1. Using a for
loop, write a function to calculate the number of zeroes in a numeric vector. Before entering the loop, set up a counter variable counter <- 0
. Inside the loop, add 1 to counter
each time you have a zero in the vector. Finally, use return(counter)
for the output.
################################
# FUNCTION: calculate_zeroes
# purpose: calculate the number of zeroes in a numeric vector
# input: vec = numeric vector
# output: counter = number of zeroes in the numeric vector
# ------------------------------
calculate_zeroes <- function(vec = c(0, 0, 5, 1)) {
counter <- 0 # set up counter variable
for (i in 1:length(vec)) {
if (vec[i] == 0) counter <- counter + 1
} # end of for loop
return(counter) # output
} # end of function
calculate_zeroes() # test defaults, counter should = 2
## [1] 2
calculate_zeroes(c(0, 10, 25, 0, 0, 0)) # test a different vector, counter should = 4
## [1] 4
2. Use subsetting instead of a loop to rewrite the function as a single line of code.
vec <- c(0, 0, 5, 1)
length(which(vec == 0)) # should = 2
## [1] 2
3. Write a function that takes as input two integers representing the number of rows and columns in a matrix. The output is a matrix of these dimensions in which each element is the product of the row number x the column number.

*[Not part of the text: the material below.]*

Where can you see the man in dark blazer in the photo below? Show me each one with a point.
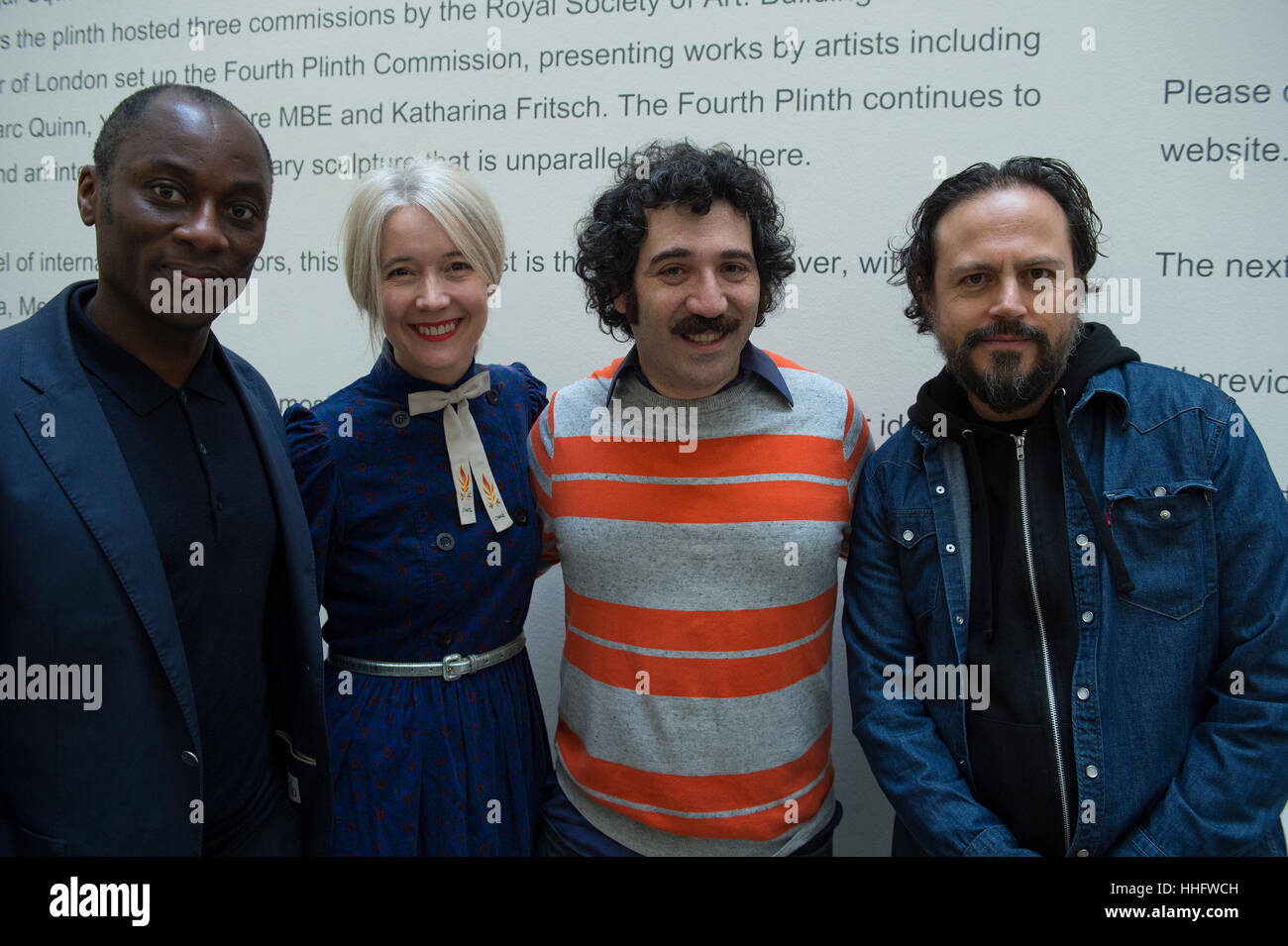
(160, 650)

################################
# FUNCTION: matrix_products
# purpose: create a matrix in which each element is the product of its row# x column#
# input: nrow = integer representing the number of rows in a matrix
# ncol = integer representing the number of columns in a matrix
# output: m = matrix of dimension(nrow,ncol)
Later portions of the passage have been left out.